半导体及其合金中影响电子自旋动力学的新因素

项目名称： 半导体及其合金中影响电子自旋动力学的新因素

项目编号： No.11504194

项目类型： 青年科学基金项目

立项/批准年度： 2016

项目学科： 数理科学和化学

项目作者： 滕利华

作者单位： 青岛科技大学

项目金额： 21万元

中文摘要： 近两年，作为自旋电子学领域的新材料，半导体合金GaAsBi体现出重要的研究价值，本项目将以GaAs和GaAsBi两种典型的半导体和半导体合金为研究对象，提出半导体及其合金中影响电子自旋动力学的新因素，具体内容包括：测量常温和低温下GaAsBi中电子初始自旋极化度的过超能量依赖，以期在GaAsBi高过超能量态获得高的电子初始自旋极化度。在GaAs和GaAsBi的电子－轻空穴和电子－重空穴系统内，分别测量常温下电子自旋弛豫时间、低温下电子自旋相干弛豫时间及GaAsBi中电子g因子的过超能量依赖，以期发现轻、重空穴系统对电子自旋弛豫时间、自旋相干弛豫时间和g因子的不同影响，通过理论分析揭示轻、重空穴系统对电子自旋动力学和g因子具有不同影响的物理机理，提出影响电子自旋动力学的新因素：轻、重空穴系统，获得高过超能量态电子自旋弛豫和自旋相干弛豫的机制，揭示GaAs和GaAsBi中电子自旋动力学的异同。

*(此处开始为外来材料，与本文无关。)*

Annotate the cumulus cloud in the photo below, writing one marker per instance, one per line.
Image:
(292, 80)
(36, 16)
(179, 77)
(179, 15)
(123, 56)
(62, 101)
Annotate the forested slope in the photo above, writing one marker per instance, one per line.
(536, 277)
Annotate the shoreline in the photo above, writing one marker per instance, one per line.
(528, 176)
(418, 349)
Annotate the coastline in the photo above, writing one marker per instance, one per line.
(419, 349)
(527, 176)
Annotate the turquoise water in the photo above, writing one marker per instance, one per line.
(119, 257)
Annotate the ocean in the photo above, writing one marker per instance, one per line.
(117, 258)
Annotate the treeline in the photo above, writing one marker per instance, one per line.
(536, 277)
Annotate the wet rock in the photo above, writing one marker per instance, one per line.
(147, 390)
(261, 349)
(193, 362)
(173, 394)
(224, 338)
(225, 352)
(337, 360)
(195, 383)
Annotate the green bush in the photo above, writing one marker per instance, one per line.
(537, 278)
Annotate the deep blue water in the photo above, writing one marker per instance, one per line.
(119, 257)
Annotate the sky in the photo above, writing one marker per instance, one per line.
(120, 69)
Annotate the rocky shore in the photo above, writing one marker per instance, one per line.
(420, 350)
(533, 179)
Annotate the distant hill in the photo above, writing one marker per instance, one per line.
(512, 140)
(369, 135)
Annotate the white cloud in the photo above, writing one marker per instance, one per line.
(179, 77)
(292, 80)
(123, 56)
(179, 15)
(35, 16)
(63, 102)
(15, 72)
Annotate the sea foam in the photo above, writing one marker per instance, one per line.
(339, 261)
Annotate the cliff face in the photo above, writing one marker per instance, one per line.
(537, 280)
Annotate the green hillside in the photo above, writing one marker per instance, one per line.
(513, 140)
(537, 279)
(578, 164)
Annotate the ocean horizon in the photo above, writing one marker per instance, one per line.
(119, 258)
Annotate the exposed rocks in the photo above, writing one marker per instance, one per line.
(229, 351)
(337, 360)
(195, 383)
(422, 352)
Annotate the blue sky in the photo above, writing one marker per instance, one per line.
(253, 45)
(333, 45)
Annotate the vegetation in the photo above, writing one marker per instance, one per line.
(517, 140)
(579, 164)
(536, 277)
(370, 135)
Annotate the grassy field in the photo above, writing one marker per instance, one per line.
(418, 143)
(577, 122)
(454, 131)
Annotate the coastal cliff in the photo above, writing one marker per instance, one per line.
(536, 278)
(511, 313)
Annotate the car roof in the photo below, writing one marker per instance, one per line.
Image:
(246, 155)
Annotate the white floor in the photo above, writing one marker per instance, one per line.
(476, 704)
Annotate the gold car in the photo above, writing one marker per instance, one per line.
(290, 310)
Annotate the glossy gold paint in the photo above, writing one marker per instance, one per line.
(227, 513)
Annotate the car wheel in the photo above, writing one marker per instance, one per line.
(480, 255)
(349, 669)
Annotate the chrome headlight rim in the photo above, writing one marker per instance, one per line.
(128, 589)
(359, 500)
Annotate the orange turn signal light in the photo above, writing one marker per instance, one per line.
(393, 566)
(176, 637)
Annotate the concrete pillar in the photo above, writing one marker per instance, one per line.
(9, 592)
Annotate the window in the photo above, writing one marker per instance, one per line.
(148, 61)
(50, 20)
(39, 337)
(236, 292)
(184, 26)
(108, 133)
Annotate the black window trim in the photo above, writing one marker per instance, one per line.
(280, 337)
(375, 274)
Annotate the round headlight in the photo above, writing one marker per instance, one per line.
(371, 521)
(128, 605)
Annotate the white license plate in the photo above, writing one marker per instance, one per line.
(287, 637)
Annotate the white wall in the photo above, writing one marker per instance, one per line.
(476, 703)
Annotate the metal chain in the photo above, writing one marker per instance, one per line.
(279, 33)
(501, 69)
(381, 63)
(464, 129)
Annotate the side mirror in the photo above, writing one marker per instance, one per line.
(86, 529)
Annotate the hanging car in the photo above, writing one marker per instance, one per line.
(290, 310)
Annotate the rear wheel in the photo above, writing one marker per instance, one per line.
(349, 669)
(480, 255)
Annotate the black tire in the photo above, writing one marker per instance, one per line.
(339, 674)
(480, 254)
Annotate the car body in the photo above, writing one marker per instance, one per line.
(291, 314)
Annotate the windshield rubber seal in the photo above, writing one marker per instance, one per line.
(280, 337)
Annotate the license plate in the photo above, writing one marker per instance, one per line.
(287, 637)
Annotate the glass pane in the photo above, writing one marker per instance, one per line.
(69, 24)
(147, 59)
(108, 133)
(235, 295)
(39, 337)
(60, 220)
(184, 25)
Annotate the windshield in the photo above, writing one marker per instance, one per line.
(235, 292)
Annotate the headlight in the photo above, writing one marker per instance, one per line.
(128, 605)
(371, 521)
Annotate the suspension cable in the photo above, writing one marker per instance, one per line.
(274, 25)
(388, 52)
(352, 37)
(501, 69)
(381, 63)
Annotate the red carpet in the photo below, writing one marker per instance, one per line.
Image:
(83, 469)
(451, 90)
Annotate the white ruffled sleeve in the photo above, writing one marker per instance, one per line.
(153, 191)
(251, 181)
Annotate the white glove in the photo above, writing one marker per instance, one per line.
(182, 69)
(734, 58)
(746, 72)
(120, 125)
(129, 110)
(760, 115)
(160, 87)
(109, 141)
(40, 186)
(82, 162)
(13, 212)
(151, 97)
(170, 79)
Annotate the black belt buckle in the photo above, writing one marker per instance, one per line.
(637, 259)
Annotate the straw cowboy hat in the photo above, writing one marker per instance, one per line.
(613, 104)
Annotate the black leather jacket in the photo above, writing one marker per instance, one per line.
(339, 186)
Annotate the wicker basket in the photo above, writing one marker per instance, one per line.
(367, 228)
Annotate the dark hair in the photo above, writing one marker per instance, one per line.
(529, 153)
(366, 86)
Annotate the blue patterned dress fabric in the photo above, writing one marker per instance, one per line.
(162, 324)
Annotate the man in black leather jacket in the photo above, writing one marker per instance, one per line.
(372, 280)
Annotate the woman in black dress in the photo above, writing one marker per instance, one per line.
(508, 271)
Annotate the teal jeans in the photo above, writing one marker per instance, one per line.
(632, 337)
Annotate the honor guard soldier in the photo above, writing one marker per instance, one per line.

中文关键词： 半导体合金；自旋极化；自旋弛豫；高过超能量态；轻；重空穴

英文摘要： In recent two years, as a new material for spintronics, semiconductor alloy GaAsBi embodies important research value. We will take two kinds of typical semiconductor and semiconductor alloy GaAs and GaAsBi as the research objects, the new factors that influence the spin dynamics in semiconductor and its alloy will be proposed. Specific contents are as follows: We will measure the excess energy dependence of the initial degree of electron-spin polarization in GaAsBi at room temperature and low temperature, respectively. We hope that higher degree of electron-spin polarization can be find at higher excess-energy levels. In electron-light-hole and electron-heavy-hole subsystems of GaAs and GaAsBi, we will measure the excess energy dependence of the electron-spin relaxation time, spin coherence relaxation time and g factor (in GaAsBi) at room temperature and low temperature, respectively. The different influence of light and heavy holes on electron-spin relaxation time, spin coherence relaxation time and g factor will be found, the physical mechanism of the different influence will also be studied. The new factors that influence the spin dynamics will be proposed. In addition, the spin relaxation mechanism and spin coherence relaxation mechanism of electrons with high excess energy will be found, we will also reveal the similarities and differences of the spin dynamics in GaAs and GaAsBi.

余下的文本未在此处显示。